El Niño is a periodic climatic phenomenon that causes a strong warming of the waters of the Central-Southern and Eastern Pacific Ocean in the months of December and January on average every five years. Developing countries that are heavily dependent on agriculture and fisheries, particularly those bordering the Pacific Ocean, are most affected, although it is thought to have effects on a global scale as well through changes in atmospheric circulation throughout the planet.
The causes of El Niño are to be found in the presence of two types of waves in the atmospheric circulation (Kelvin waves and Rossby waves), which are directed in opposite directions to each other. Kelvin waves, faster, are directed towards the east; Rossby waves are, on the other hand, slower and westward.
This generates an accumulation of water on the South American coasts in the Pacific, which results in a rise in the water level of almost a meter. When, at the end of December, the winds directed from east to west weaken or even reverse, if we also witness the Southern Oscillation, a variation in atmospheric pressure between Australia and the Pacific, the energy accumulated on the eastern coasts of the Pacific is released to the west.
This therefore causes heavy rains and lower temperatures on the South American Pacific coasts and drought and higher temperatures on the western Pacific coasts. From the analysis of the speed of the Kelvin and Rossby waves, the time taken to restore the normal situation is calculated, which is approximately equal to 12-18 months.
El Niño: its causes and effects on the planet climate
The El Niño phase is established due to the overheating of the oceanic surface waters of the eastern Pacific which, through increased convection, in turn modify the equatorial circulation of the winds and with it the distribution of rainfall, regulating the alternation of periods of drought and increased rainfall throughout the Equatorial Pacific.
From the point of view of the atmospheric circulation, as a consequence of the thermal variations of the ocean, with the El Niño phase a circulation is established with ascending air in the eastern Pacific and a descending one in the western one, i.e.
there is a shift of the circulation of Longitudinal walker to the east. In addition to the direct effects on site or on the Pacific, ENSO is considered the best known cause of interannual variability of meteorological and climatic conditions on a global scale in the world, with a frequency ranging from three to eight years.
The main consequences of this phenomenon can be found in the Pacific, Atlantic and Indian Oceans. In the Pacific Ocean, in periods of thermal oscillation in which there is a strong increase in water temperature, the phenomenon of El Niño occurs, while with a strong decrease, La Niña occurs.
The ENSO events are substantially in phase between the Pacific and Indian Oceans, while a twelve to eighteen month lag is noted between the Pacific and Atlantic ENSOs. Another fundamental aspect that characterizes the effects of El Niño on the environment, or rather on the oceanic ecosystem, is the variation in the nutritional supply of food that the phenomenon causes in the Pacific Ocean.

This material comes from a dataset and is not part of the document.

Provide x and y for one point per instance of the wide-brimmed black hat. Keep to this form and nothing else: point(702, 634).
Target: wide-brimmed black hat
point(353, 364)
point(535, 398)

The warm current that the Niño carries eastward is in fact extremely poor in nutritional elements, ending up replacing entirely the cold Humboldt current (present instead in the Niña phase) which, through the ascent of the deep waters, favors the transfer from the oceanic depths of the plankton, the which ensures food for large quantities of fish.
If this situation continues for long periods, the marine faunal balance is distorted ending up having a heavy repercussion on the economy of the South American populations of Ecuador, Peru and Chile who live mainly from fishing.